Çocuk yaşta büyüklerimizin bizlere anlattıkları, öğüt verdiği ve bizimde onlar yaptı bir şey olmadı diyerekten yaptıklarımız.

Eminim ki çocuklukta herkesin başından geçen bir haylazlık, bir yaramazlık, bir güzel, birde kötü anısı vardır.

Bende köyde okuyup büyüdüm. Bende köylüyüm. Halada köyüme gider gelirim. Eskiden bunu bana yaptın hatırlıyor musun sorduklarında utanıyorum. Hepimizde utanıyoruzdur.

Yaptığım ve Arkadaşlarımla yaptığımız pek çok haylazlıktan ve yaramazlıktan biraz anlatsam. Okurlarımı Biraz Güldürüp birazda o zamanın günlerini düşündürmek istiyorum.

•     6 - 7 yaşındayım Babamın amcasının oğlu ağaç motorunu harmanda temizliyor. Bende rahat durmuyorum benzinle temizlediği için benzini döküp kaçıyorum. Oda bana eskiden biz bunu içiyorduk sonra araba tutmuyordu dedi. Bende çocukluk alıp içiyorum. 2 gün midem yanmıştı. Sakın denemeyin.

•    Yine 6 – 7 yaşlarındayım aylardan kış mevsimi harmanı kürürken harmandan aşağı kafamın üzerine kar yığınlarına saplanmamdı.

•    Yine 7 - 8 yaşlarındayım köyümüzde eskiden ve de hala maden işletmeciliği bulunmakta. Yolların toz olmaması için mahallenin yollarının sulanması gerekiyordu. Şirkette o zaman bir kamyonun üzerine bir tank yerleştirip vana sistemi koyarak mahalleye geldiğinde şoför inip vanaları açardı. Ama az su gitsin ve tüm mahalleyi sulamak için vanayı az açardı. Bizde çocukluk işte giden araca arkadan binip vanayı sonuna kadar acardık. Zavallı Şoför mahallenin yarısına gitmeden su biterdi.

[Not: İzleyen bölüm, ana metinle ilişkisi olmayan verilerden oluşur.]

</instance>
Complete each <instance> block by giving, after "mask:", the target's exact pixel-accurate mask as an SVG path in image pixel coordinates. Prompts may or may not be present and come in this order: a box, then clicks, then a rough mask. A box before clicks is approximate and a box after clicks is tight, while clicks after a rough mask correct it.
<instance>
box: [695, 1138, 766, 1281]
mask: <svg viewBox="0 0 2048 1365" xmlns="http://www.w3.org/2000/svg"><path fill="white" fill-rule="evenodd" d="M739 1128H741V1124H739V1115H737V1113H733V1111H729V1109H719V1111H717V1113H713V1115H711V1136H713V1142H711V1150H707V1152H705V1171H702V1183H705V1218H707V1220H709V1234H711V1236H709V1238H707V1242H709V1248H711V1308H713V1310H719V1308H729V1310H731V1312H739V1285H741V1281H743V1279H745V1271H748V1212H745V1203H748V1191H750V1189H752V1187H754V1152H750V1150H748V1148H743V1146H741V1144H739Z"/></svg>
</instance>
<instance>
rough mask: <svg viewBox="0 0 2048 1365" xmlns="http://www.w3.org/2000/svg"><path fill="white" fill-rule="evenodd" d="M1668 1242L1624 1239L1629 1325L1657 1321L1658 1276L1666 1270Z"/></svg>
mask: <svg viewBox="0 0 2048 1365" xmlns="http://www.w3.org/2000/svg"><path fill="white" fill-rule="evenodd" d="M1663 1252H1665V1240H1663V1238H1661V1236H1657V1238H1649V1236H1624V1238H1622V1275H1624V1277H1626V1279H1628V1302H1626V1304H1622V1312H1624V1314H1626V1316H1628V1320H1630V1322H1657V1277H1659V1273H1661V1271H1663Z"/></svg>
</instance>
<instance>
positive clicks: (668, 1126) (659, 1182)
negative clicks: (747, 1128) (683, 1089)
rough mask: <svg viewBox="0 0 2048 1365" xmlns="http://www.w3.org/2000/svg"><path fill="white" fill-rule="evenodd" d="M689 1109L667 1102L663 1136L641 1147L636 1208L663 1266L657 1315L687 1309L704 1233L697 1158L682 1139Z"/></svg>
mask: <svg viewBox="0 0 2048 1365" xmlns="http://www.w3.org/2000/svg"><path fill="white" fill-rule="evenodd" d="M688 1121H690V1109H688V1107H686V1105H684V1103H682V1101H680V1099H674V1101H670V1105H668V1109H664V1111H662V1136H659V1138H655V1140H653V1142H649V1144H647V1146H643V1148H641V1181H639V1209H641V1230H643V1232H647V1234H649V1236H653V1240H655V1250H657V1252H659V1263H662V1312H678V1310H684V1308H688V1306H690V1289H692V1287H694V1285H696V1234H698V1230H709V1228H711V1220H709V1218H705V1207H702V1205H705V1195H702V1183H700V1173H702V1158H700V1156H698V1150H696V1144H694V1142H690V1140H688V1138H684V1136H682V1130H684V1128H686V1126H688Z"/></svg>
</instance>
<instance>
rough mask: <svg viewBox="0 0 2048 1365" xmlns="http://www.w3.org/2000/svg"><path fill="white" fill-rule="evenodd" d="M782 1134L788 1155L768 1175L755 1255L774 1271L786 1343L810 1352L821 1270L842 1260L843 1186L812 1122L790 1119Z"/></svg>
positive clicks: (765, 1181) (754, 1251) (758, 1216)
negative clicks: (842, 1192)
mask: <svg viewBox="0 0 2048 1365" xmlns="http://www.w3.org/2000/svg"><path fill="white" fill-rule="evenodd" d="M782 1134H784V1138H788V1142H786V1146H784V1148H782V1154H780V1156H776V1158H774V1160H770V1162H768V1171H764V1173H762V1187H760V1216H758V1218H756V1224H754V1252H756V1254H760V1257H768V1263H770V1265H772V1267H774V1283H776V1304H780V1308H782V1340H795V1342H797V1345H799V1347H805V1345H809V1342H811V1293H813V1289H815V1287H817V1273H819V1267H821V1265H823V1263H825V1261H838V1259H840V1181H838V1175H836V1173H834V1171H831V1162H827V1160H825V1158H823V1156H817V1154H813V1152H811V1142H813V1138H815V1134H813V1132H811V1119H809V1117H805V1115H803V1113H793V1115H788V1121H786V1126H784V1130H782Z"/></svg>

•    Köylerde patates olayı çoktur. Kimse kendi bahçesine girmez. Herkes yabancı bir bahçeden patates çıkarır alır gelir. Ateşte Köze gömerdik.  Fazlalıklarla da savaş yapardık.

•    Lisede iken lise okul turnuva maçlarında kız kardeşlerimizin çantalarına yumurta doldurup statta getirmeleri ve karşı rakip seyircilere ve hakeme atmalarımız.

•    Şeytanın dahi aklına gelmeyecek bir işi bizim yapmamız. Lisede rahmetli hocamızın İngilizce dersi için ödev vermişti tek tek defterlere imza atıyordu ve ödevleri kontrol ediyordu. Arkadaşım evden ineklerin ve keçilerin boynuna takılan kelek ( zil ) getirip masanın altına yerleştiriyor. Sıra bizlere yaklaştı baktım masanın altından zili çalmaya başladı. Bizde hocam zil çaldı diyerekten dışarıya kaçmıştık. Allah’ım Değerli hocamızın mekânını cennet eylesin.

Anıları anlatmakla bitiremeyiz. Gülerek kaleme aldığım bu anılarımı. Sizlerin de birer anısını sizlere hatırlatmış isem ne mutlu bana.